Уленшпигель же ей на это ответил так:
– Я уйму нагрешил и, как ты знаешь, дал обет покаяться. Покаяние мое длилось целый час. У меня было время подумать о своем будущем, и я представил себе, что придется мне сидеть на одном хлебе, хоть сие и не прельстительно; довольствоваться одной водичкой исключительно; отказываться от любви неукоснительно; не шевелиться и не чихать, дабы невзначай не поступить предосудительно; быть всеми уважаемым и всеми избегаемым; жить в одиночестве, как прокаженный; тосковать, как пес, потерявший своего хозяина, и, лет этак пятьдесят промаявшись, издохнуть в нищете неупустительно. Итак, покаяние мое было долгое. Поцелуй же меня, красотка, – и вон из чистилища!
– Ах! – с радостью повинуясь ему, воскликнула девушка. – Добродетель – что вывеска, ее место на шесте.
В любовных шалостях время проходило незаметно. Девица, однако ж, побаивалась, как бы их блаженству внезапно не помешали профос Спелле и его сыщики; того ради они порешили убраться, пока не поздно.
– А ну, подбери юбку! – сказал Уленшпигель.
Как два оленя, понеслись они в Дестельберг и застали Ламме закусывающим в «Звезде Волхвов».
31
В Генте Уленшпигель часто виделся с Якобом Скулапом, Ливеном Сметом и Яном Вульфсхагером, и те сообщали ему об удачах и неудачах Молчаливого.
И всякий раз, когда Уленшпигель возвращался в Дестельберг, Ламме задавал ему один и тот же вопрос:
– С какими ты вестями? Приятными или же неприятными?
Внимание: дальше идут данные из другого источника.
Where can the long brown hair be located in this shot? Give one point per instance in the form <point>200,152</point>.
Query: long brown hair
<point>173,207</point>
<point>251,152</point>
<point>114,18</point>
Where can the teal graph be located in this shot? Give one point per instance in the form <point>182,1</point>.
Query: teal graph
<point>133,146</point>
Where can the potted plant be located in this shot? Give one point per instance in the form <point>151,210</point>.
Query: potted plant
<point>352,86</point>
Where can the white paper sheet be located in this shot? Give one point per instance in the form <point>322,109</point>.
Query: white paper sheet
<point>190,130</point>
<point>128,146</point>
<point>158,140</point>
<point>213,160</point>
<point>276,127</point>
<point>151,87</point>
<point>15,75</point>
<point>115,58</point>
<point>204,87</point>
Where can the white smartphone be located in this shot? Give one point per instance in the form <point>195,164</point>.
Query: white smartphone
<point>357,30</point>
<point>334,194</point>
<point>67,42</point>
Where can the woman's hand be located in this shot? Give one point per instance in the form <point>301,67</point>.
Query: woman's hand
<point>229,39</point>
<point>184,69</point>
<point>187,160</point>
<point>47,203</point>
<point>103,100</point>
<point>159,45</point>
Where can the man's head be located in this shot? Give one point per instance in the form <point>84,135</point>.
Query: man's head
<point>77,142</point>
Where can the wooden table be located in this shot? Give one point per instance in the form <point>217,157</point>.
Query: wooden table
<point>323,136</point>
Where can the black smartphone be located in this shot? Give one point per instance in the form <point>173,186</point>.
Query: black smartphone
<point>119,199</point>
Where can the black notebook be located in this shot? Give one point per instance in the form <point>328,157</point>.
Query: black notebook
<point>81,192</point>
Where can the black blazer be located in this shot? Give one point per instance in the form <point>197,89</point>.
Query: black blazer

– Беда! – отвечал Уленшпигель. – Молчаливый, брат его Людвиг, другие вожди, а равно и французы положили идти в глубь Франции на соединение с принцем Конде[199] . Так бы они спасли несчастную Бельгию и свободу совести. Но Бог не захотел этого: немецкие рейтары и ландскнехты отказались идти дальше на том основании, что они-де присягали воевать с герцогом Альбой, но не с Францией. Напрасно принц убеждал их исполнить свой долг – в конце концов ему все же пришлось вывести их через Шампань и Лотарингию в Страсбург, а оттуда они возвратились в Германию. Как скоро наемники заартачились и ушли от принца, дела его сразу пошатнулись: король Французский[200] , невзирая на договор с принцем, отказал ему в деньгах; королева Английская[201] пообещала принцу денежную помощь с условием, что он освободит Кале[202] со всею округой, но письма ее перехватили и передали кардиналу Лотарингскому, а кардинал, подделав подпись принца, послал ей отказ. Так, словно призраки от пенья петуха, рассеивается у нас на глазах славное войско, рассеиваются наши надежды. Но с нами Бог, и если даже оплошает земля, то уж вода наверное не подведет. Да здравствует гёз!